Among their black-list of improvements to avoid are extravagant fixtures and fittings inside an otherwise ordinary property - they cite gold bath taps in a standard two-bedroom semi; home gyms, hot tubs, and installing a new kitchen or bathroom. These latter are seen as personal spaces that many incoming owners prefer to design and install themselves. Any extremes of personal taste in decorating style are also regarded as well known turn-offs.

The number of bedrooms can also be an important factor, and owners who have perhaps knocked two bedrooms into one may find the property looking expensive compared to its neighbours. 'For example, you can end up trying to sell a three-bedroom house for the price of an equivalent property with four bedrooms' says one agent.

When it comes to the outdoors, mistakes to avoid include over-cared-for gardens, seen as a maintenance nightmare by many would-be buyers; and over-large swimming pools that are costly to run and take up too much garden space.

The agents interviewed also warn buyers against turning parts of the property into letting accommodation. 'One guest unit is fine, more than that and the property starts to look like a business' is one agent's view.

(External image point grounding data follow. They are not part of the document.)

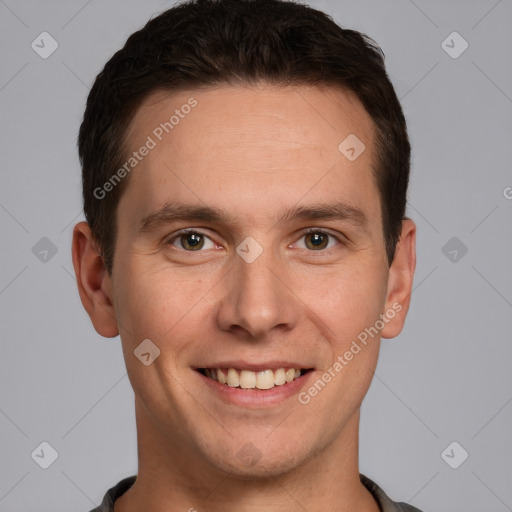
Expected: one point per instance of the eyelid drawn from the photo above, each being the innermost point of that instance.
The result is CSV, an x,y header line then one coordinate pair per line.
x,y
168,240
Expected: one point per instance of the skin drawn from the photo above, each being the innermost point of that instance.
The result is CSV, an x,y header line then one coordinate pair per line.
x,y
254,152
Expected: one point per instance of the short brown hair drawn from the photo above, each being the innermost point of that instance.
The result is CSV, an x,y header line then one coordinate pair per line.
x,y
202,43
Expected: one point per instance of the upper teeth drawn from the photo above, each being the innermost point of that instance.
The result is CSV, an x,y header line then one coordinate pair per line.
x,y
247,379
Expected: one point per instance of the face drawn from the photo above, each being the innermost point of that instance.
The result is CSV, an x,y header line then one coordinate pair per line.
x,y
250,250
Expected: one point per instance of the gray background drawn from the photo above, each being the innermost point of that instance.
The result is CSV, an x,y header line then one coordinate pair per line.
x,y
446,378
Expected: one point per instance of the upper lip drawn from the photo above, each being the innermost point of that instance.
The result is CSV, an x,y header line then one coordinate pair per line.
x,y
256,367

Source: Graham Norwoord, Daily Telegraph, 13 January 2010.

Monday, January 11, 2010

Buyer caution when purchasing French property

A recent thread on one of the popular French discussion forums describes a case in which buyers are talking of suing the English vendors (now back living in the UK) regarding alleged defects in some of the work previously done to the property.

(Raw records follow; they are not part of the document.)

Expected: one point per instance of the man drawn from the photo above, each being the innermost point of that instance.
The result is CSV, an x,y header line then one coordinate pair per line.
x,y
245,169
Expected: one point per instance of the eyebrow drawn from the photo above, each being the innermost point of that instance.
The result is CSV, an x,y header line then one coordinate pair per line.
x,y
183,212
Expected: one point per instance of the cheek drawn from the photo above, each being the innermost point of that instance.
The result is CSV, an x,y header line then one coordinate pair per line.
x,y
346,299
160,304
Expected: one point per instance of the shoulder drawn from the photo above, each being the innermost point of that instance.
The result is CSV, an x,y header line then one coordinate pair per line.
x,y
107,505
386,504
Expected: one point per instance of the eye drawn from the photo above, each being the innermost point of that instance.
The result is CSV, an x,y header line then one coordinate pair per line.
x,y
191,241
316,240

This raises the question of what recourse - if any - has a buyer of French property in a situation such as this. The answer is, very little. All standard sales contracts (the 'compromis de vente' and the final sales act) include a clause in which it is stated that the buyer 'takes on the property in the state in which he finds it on the day of acquisition and entry, with no guarantee by the vendor nor any right to an indemnity or reduction in price, in respect of the condition of the ground or building, faults or defects of any nature apparent or concealed or any defect of workmanship'.

The only possible exception can be work undertaken by professional, registered artisans and carrying a 10-year guarantee, in which case a claim might be possible against the artisan's insurers.

It is clear that the onus is firmly on the purchaser to ensure that he/she is happy with the property being sold. In another thread, the question has been raised about the contractual accuracy of estate agents' property descriptions. It should be noted that these are invariably stated as 'non contractual' and cannot be used as the basis for subsequent complaint or litigation.

In this context, I am reminded of reports that, during the recent French buy-to-let boom which promised generous tax advantages, 50% of investors failed to visit and check out their property (usually bought off-plan) before buying; only to discover subsequently that many of these properties had been built in out-of-the-way places without public transport (where land was cheap), and have since become unlettable and in many cases unsaleable.

Tuesday, January 5, 2010

Auto-entrepreneur update

In a recent announcement, APCE (the French business creation service) have clarified the situation for auto-entrepreneurs who have yet to declare any income from their new start-up business, and consequently have so far paid no tax or social contributions.

APCE state that your registration as an auto-entrepreneur can last for 36 months (or twelve 3-monthly consecutive periods) without any declaration of income - an increase from the normal 12 months applicable to micro-social regimes.

Good news for those struggling to get their new business up and running, and worried about possibly losing their auto-entrepreneur status due to lack of income.